REALWorld Law

Real estate finance

Types of security

What sort of security is typically created or entered into by an investor who is borrowing to acquire or develop real estate?

Romania

Romania

The most common forms of security created or entered into by an investor who is borrowing to acquire or develop real estate are:

  • mortgage over the real estate;
  • legal mortgage rights over the real estate;
  • mortgage over movable assets: shares, receivables, contracts, insurances, bank accounts and any other tangible or intangible assets assigned to the activity of the enterprise.

Mortgage over real estate

A mortgage over real estate is created through a mortgage agreement, which must be executed in front of a notary public in order to be valid under Romanian law, and also specify the mortgaged asset, the parties and the cause of the secured obligations.

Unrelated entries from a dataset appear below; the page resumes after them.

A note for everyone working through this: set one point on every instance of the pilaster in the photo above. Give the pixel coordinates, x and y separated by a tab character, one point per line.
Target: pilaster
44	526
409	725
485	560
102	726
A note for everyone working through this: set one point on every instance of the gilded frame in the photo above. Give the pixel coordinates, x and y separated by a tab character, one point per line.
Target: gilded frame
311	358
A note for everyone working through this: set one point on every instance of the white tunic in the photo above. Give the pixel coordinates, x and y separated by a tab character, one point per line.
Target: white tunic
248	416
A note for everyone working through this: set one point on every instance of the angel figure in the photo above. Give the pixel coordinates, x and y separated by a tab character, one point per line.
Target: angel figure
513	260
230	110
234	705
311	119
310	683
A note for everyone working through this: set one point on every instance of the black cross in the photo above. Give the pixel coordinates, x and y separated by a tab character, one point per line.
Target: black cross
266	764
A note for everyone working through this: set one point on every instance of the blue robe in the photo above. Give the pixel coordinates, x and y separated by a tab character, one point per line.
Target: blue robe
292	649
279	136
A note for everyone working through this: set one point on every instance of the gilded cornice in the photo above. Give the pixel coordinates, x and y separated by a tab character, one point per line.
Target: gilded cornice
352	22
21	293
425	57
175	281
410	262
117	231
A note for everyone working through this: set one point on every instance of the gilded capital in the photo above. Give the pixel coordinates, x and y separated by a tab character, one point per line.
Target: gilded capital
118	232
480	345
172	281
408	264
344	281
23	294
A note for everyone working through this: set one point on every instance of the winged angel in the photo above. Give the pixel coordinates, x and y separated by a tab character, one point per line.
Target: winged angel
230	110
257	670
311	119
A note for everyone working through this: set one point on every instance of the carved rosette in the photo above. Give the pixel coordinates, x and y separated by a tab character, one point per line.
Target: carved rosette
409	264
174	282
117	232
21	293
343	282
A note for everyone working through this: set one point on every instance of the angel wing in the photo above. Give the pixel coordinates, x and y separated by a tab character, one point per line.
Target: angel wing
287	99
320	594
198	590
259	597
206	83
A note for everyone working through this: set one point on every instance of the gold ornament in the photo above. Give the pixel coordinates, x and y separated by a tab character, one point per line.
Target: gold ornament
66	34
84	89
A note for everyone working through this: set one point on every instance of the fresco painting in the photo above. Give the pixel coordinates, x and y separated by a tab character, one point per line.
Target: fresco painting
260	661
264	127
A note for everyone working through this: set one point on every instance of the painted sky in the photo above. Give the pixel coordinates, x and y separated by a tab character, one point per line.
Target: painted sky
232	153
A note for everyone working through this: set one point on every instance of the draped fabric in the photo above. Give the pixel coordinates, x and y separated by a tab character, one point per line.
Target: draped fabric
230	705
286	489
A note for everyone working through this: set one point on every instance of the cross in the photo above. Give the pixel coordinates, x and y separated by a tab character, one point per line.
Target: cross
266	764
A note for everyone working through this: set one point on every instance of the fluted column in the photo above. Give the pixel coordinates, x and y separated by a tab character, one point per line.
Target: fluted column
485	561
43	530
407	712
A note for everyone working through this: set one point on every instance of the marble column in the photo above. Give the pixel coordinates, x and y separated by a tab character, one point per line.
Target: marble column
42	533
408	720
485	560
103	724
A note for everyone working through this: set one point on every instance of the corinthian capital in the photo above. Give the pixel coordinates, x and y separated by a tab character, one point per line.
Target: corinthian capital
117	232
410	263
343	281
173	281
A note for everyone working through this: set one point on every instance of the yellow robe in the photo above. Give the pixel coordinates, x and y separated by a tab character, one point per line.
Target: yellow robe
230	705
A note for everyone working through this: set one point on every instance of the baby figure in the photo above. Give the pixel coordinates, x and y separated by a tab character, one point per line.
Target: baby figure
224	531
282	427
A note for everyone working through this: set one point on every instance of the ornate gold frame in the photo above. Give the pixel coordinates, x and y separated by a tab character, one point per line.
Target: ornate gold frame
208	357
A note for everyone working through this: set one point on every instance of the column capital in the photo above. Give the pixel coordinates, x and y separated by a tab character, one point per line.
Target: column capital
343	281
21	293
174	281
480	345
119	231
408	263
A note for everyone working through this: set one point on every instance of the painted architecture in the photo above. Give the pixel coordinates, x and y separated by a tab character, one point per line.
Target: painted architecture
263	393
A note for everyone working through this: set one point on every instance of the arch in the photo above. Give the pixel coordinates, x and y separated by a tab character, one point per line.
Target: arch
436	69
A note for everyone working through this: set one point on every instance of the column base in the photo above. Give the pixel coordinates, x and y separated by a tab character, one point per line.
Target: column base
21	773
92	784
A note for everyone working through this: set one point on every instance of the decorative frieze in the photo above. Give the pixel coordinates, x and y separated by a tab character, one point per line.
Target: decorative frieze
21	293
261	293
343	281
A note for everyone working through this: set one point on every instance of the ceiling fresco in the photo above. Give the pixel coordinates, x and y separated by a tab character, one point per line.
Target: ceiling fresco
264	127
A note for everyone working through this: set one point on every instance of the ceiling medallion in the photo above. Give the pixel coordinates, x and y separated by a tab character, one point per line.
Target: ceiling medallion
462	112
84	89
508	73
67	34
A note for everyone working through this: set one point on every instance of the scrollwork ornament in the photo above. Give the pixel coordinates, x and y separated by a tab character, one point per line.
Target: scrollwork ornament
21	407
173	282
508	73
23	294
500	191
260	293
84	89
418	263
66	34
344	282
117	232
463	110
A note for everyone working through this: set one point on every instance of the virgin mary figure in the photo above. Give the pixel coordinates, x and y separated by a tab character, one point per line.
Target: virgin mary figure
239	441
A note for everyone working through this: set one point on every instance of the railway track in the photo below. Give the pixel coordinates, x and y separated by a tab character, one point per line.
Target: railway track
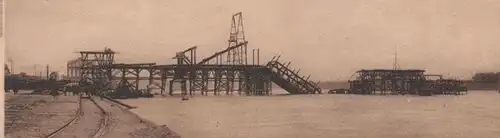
91	121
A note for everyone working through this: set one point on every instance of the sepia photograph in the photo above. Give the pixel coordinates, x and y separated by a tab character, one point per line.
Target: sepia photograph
251	68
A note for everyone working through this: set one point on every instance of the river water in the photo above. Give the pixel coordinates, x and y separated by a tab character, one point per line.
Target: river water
476	115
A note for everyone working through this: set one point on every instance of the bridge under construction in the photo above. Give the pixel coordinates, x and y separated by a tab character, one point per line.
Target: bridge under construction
224	72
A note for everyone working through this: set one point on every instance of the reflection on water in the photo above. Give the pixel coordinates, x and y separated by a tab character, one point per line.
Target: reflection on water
327	116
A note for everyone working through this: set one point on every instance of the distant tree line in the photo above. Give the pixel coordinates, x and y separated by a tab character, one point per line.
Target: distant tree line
486	77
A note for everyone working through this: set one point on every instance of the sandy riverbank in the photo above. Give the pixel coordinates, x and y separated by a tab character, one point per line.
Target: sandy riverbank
473	115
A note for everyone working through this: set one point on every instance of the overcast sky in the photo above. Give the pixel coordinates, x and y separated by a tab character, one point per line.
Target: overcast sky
329	39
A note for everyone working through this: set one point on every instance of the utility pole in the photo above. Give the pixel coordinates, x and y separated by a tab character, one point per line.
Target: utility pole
396	66
47	70
11	65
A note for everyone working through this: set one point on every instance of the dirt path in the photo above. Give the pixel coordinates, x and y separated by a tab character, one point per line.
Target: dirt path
124	124
36	115
86	125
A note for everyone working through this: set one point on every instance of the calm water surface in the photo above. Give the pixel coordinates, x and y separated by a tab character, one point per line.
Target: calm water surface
476	115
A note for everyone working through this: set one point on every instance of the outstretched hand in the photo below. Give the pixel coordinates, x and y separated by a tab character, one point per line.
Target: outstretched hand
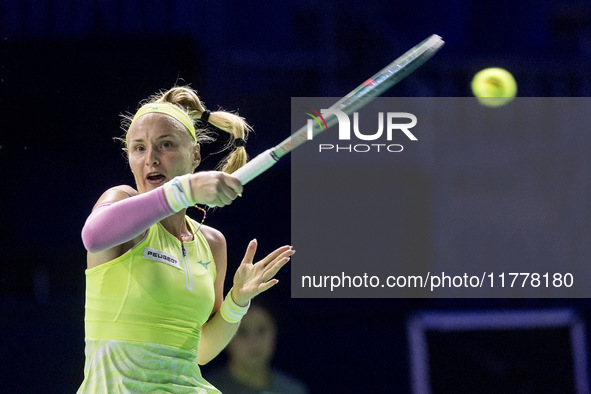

It must also contain reasonably sufficient detail to determine the secured amount. Furthermore, in order to be enforceable against third parties and to rank in priority, mortgages must be registered in the Land Book. If more than one mortgage affects the same asset, their respective priority depends on when the application for registration was made.

Under the Romanian Civil Code, the assets affected by a mortgage agreement over an immovable asset consist not only of the immovable asset itself, but also:

  • any products, rents or insurances for rents; and
  • improvements (meaning anything done or added to the real property that increases its value, even those made subsequent to the mortgage registration) and any movable assets naturally linked to the relevant immovable asset; the mortgage extends to the above mentioned assets without any registration formalities.

However, if an ancillary movable asset was previously affected by a movable mortgage registered with the Romanian National Registry for Movable Security Publicity, the creditor holding that mortgage has priority. On the other hand, if a movable mortgage is registered on the same day as an immovable mortgage over the same asset, the immovable mortgage has priority.

Legal mortgage rights

A legal mortgage right over real property is created in favour of the lender. A legal mortgage is registered with the Land Book on the basis of the deed that mentions the receivable for which the creditor is granted with the legal mortgage.

Movable mortgages

In order to acquire a movable mortgage over the borrower's movable assets (eg all of its movable assets, receivables, insurance, etc.), a lender needs to enter into a movable mortgage agreement with the relevant borrower.

Unlike an immovable mortgage, a movable mortgage agreement does not need to be notarized in order to be valid, a private deed being sufficient. The mortgage may be granted over any type of movable asset belonging to the debtor in question, including future assets (save for future bank accounts), but the security will only become effective once the debtor has acquired rights over the assets in question, and the secured obligation is created. In order to be effective against third parties, a movable mortgage agreement must be registered in the Romanian National Registry for Movable Security Publicity.

Movable mortgages over business assets may be taken over all movable assets assigned to the activity of the enterprise, either tangible or intangible, . This covers the receivables resulting under any lease of the premises, fixed assets (such as machinery, equipment and tools), intellectual property rights, goodwill and the business name. In order to be enforceable against third parties, movable mortgages over business assets must be registered both with the Romanian National Registry for Movable Security Publicity and with the Commercial Registry.